After finding an interest in law, Funderburg received his law degree from the University’s College of Law in 1988. After graduating law school, Funderburg clerked for Hon. Richard Mills, U.S. District Judge. 

“I always tell anyone who asks, that being Judge Mills’ clerk was the best job I’ll ever have,” Funderburg said. “Judge Mills would go to lunch with his law clerks nearly every day, and we would discuss the law, and Judge Mills would give us his views on what it means to be a good lawyer and a good person. It was a great way to begin a legal career.”  After working for Judge Mills, Funderburg began working at Archer Daniels Midland Company, where he has worked for 16 years. 

Funderburg said that he has been lucky enough to be doing “interesting and challenging legal work.” He said his primary duties include corporate security work and governance matters.

Lisa, who is married to Funderburg, also graduated from the University and is a lawyer. Lisa received an undergraduate degree in business administration in 1984 and received her law degree from the University’s College of Law in 1987.

Funderburg currently works as the chief environmental health and safety counsil for Energizer Holdings, Inc.

 “My current job is based in St. Louis, but I telecommute from my home in Springfield,” she said. “My job involves managing and directing all of the company’s environmental, health and safety matters. Our company makes Energizer batteries, Schick and Playtex products as well as Banana Boat and Hawaiian Tropic sun-care products.”  After being with Energizer Holdings, Inc. for 24 years, Funderburg said she still finds satisfaction in her job.

“I love my job,” she said. “I have the freedom of working from home, I get to do interesting and challenging work, and I enjoy the folks I work with.”  Stuart and Lisa Funderburg have been married since 1990 and have four kids: Katie, a senior at Northwestern University, Maddie, a sophomore at the University of Illinois, Sam, a junior at Springfield High School and Healy, a seventh grader at Lincoln Magnet School in Springfield.

Dianne Mohr, Great Ape behavioral research intern at Lincoln Park Zoo

Dianne Mohr received her degree from the University in integrative biology in 2011.

“I’ve always loved biology,” Mohr said. “It seemed to be the best major suited for me and my desire to get into an animal-related field along with conservation.”

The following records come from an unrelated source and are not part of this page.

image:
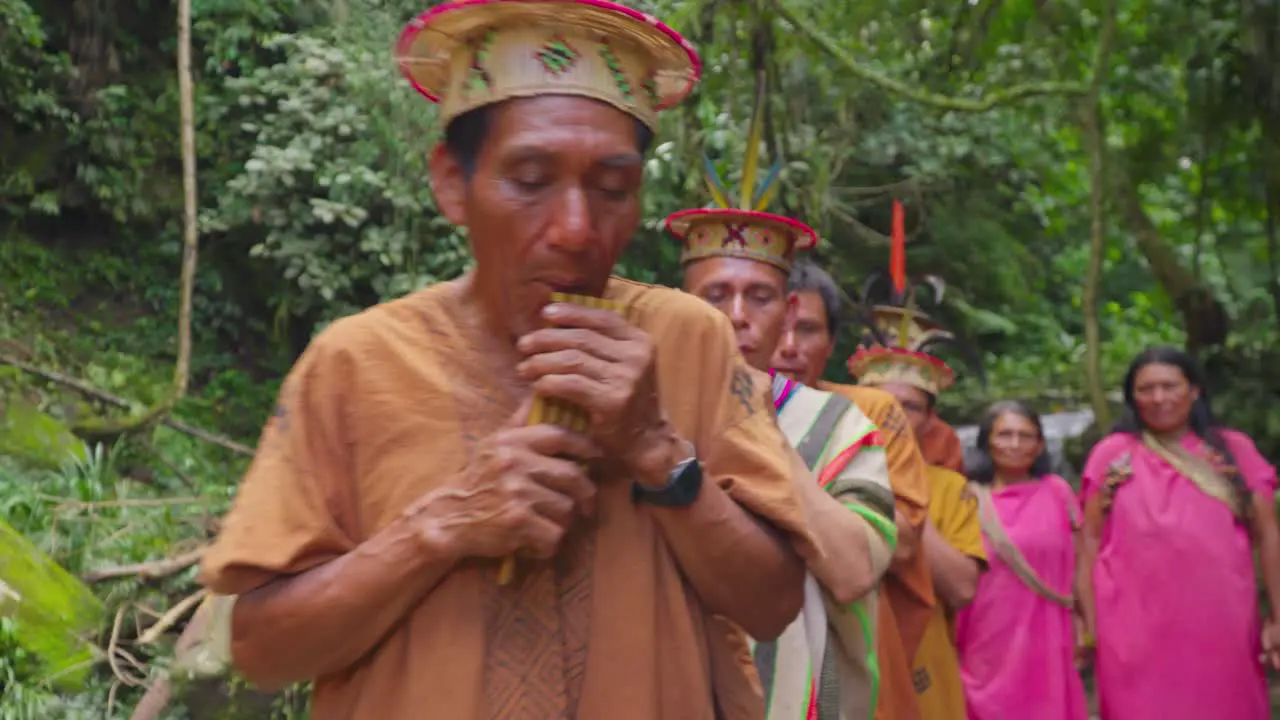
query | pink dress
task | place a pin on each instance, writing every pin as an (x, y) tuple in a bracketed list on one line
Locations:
[(1016, 647), (1175, 591)]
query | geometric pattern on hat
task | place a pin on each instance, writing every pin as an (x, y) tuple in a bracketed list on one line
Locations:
[(472, 53), (726, 232), (878, 365)]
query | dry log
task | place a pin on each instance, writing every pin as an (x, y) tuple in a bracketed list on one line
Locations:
[(149, 570)]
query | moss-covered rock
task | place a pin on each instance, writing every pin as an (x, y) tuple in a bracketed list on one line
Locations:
[(36, 440), (55, 613)]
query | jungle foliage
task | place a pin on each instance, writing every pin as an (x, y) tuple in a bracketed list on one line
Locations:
[(1102, 169)]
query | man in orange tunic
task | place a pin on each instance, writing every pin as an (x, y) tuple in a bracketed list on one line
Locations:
[(906, 597), (952, 540), (941, 445), (400, 468)]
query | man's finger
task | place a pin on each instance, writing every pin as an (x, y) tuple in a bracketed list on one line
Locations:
[(568, 479), (520, 418), (554, 441), (552, 505), (604, 322), (589, 341), (563, 363), (540, 537), (584, 392)]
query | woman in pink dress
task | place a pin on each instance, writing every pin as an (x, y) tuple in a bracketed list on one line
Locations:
[(1016, 641), (1171, 501)]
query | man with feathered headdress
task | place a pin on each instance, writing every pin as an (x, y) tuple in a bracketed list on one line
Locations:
[(407, 459), (736, 256), (895, 359)]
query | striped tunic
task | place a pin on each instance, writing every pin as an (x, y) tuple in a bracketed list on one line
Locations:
[(823, 665)]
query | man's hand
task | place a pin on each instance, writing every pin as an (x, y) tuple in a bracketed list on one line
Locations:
[(520, 492), (597, 360)]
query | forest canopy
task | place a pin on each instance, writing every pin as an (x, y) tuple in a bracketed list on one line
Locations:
[(1089, 177)]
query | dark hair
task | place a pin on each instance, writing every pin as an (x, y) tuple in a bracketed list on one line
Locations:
[(465, 136), (1201, 419), (984, 470), (807, 277)]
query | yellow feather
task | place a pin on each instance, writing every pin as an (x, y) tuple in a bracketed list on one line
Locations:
[(754, 133), (767, 197), (717, 196)]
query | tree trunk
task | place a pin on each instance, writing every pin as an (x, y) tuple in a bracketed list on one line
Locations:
[(1203, 315)]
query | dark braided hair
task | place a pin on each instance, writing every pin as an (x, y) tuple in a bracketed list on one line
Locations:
[(984, 470), (1201, 419)]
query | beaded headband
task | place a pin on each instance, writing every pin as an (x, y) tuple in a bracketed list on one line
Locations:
[(903, 360), (745, 231), (472, 53)]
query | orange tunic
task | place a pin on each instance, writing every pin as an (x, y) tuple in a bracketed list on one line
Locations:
[(387, 404), (906, 597), (941, 446)]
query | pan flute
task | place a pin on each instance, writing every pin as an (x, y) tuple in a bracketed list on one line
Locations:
[(557, 411)]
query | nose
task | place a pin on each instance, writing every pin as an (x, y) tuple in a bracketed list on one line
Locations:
[(787, 347), (571, 224), (737, 311)]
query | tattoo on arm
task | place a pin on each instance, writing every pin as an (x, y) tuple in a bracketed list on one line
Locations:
[(743, 387)]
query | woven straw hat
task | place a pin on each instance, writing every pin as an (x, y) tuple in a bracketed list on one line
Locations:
[(728, 232), (472, 53)]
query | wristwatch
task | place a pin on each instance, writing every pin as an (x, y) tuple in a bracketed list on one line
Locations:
[(684, 483)]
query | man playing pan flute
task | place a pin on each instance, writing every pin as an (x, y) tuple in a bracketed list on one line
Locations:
[(400, 468), (952, 538), (737, 260)]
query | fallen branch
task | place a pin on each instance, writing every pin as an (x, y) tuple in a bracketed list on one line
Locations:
[(86, 388), (170, 618), (923, 96), (68, 504), (151, 570)]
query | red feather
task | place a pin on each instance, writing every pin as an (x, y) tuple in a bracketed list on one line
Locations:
[(897, 250)]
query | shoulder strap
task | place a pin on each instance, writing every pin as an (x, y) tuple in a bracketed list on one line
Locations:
[(1197, 469), (813, 442), (1008, 551)]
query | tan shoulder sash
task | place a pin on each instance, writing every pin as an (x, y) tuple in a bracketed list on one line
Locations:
[(1197, 469), (1009, 552)]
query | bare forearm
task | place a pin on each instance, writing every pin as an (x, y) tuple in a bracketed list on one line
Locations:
[(846, 568), (328, 618), (909, 533), (739, 565), (955, 574), (1269, 556)]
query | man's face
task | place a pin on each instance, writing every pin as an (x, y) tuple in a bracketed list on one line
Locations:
[(753, 295), (915, 404), (552, 204), (807, 342)]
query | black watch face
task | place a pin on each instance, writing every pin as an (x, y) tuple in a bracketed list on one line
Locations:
[(682, 490)]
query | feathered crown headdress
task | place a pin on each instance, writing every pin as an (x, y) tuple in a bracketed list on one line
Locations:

After graduation, Mohr completed two six-month stints as an intern keeper and biologist at Turpentine Creek Wildlife Refuge in Eureka Springs, Ark. The facility specializes in rescuing exotic cats as well as bears nationwide. 

“There I learned the daily safety and husbandry aspects of caring for over 100 exotic animals every day along with 11 other interns,” she said. “The work days were long and challenging but also very rewarding.”

Mohr has also worked as a zookeeper at Santa’s Village AZoosment Park in East Dundee, Ill. Mohr said she educated visitors and provided care for the various animals, which included small mammals, birds and reptiles.  Mohr currently is working at Lincoln Park Zoo in Chicago as a Great Ape behavioral research intern for the Lester E. Fisher Center for the Study and Conservation of Apes.  

“I collect behavioral data for projects examining great ape behavior and exhibit use for both the gorillas and chimpanzees,” Mohr said. 

Although Mohr said she is enjoying her internship, she is still searching for her dream job.

“I’m keeping my options open,” Mohr said. “My dream job would be one that allows me to help improve animal welfare for captive or wild animals and where I can contribute to conservation education efforts.”